女子力とガールパワーは違う。日本の女子力を語ったケンブリッジ大生のスピーチが考えさせられる
もう今では当たり前のように使われているワード‘女子力’について、先日ロンドンで開催された「大学生のための日本語スピーチ・コンテスト」で面白い話しをしている方がいたのでご紹介します。
ケンブリッジ大学(ご存知の方も多いかと思いますが、天才物理学者のスティーブン・ホーキング博士や先日アカデミー主演男優賞を受賞した英俳優エディ・レッドメインなどを輩出した超名門校です)のサカリ・メシマキさんのスピーチでした。なんてったって、スピーチの英題が「Burikko vs Career Women(ぶりっこ対キャリア・ウーマン)」ですからね。そそるでしょ?
メシマキさんは、日本の「女子力」という言葉を初めて聞いたとき、そのまま直訳して英語で言うところの「ガール・パワー」という意味だと解釈したんだそうです。それが後に「大きな勘違いだったということが分かった」。英語で「ガール・パワー」というと、ほとんどのイギリス人は「自立していて、リーダー・シップを持つ女性」の姿を思い浮かべる。一方で日本語の「女子力」が意味するところは、「居酒屋で男性の皿にサラダを盛ること」。このエピソードを端緒として、メシマキさんは日本における特異な女性の理想像について論じていきます。
実はメシマキさん、日本の大学に留学経験があるんだそうです。その日本留学時代に大学のダンス・サークルに所属していたのですが、このサークルでは部員の8割が女性。でも部長は代々男性が務めていたそうで、その理由は「女子が部長になると男子部員がついてこないから」。しかも、このサークルで何でも率先して行動を起こす女性の先輩は周囲から「キング」というあだ名で呼ばれていたらしい。一方で遠慮した素振りを見せてばかりの女子部員は「かわいい!」とチヤホヤされていた。やがてメシマキさんは、「かわいい」とは非力であることを評価する日本独特の表現であると認識するに至ります。
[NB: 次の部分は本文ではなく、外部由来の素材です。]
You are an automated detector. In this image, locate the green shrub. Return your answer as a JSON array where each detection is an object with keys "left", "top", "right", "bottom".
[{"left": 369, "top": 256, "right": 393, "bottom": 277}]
こうした日本の女性を取り巻く状況を踏まえた上でのメシマキさんの提言がすごい。彼曰く、モジモジしている女性を「かわいい」と呼ぶのはもう止めよう。代わりに彼女たちには「頑張って」と言うべきだ。そして、リーダーシップを発揮する女性を「かっこいい」と褒め称えよう。
この言葉を聞いて、背中を押された気分になる人、救われた気持ちになる人、もしくは「あいたたたた」と思う人がいっぱいいるんじゃないかな。メシマキさんの提言を、コンテストの会場に居合わせた観覧者だけでなく、もっと多くの人と共有できたらいいなと思い、筆を取りました。
おわりに
「かわいい」「女子力」このワードを全く気にしないで生きてきた女性はいないのではないでしょうか?日本では当たり前になっている感覚も外から見るとこんなに違和感があるものなんだと知って、大変興味深かったです。
これからグローバル化が進む中で、「かわいい」「女子力」だけでは通用しなくなる日がくるでしょう。その日に備えて内面もしっかり磨いていきたいですね!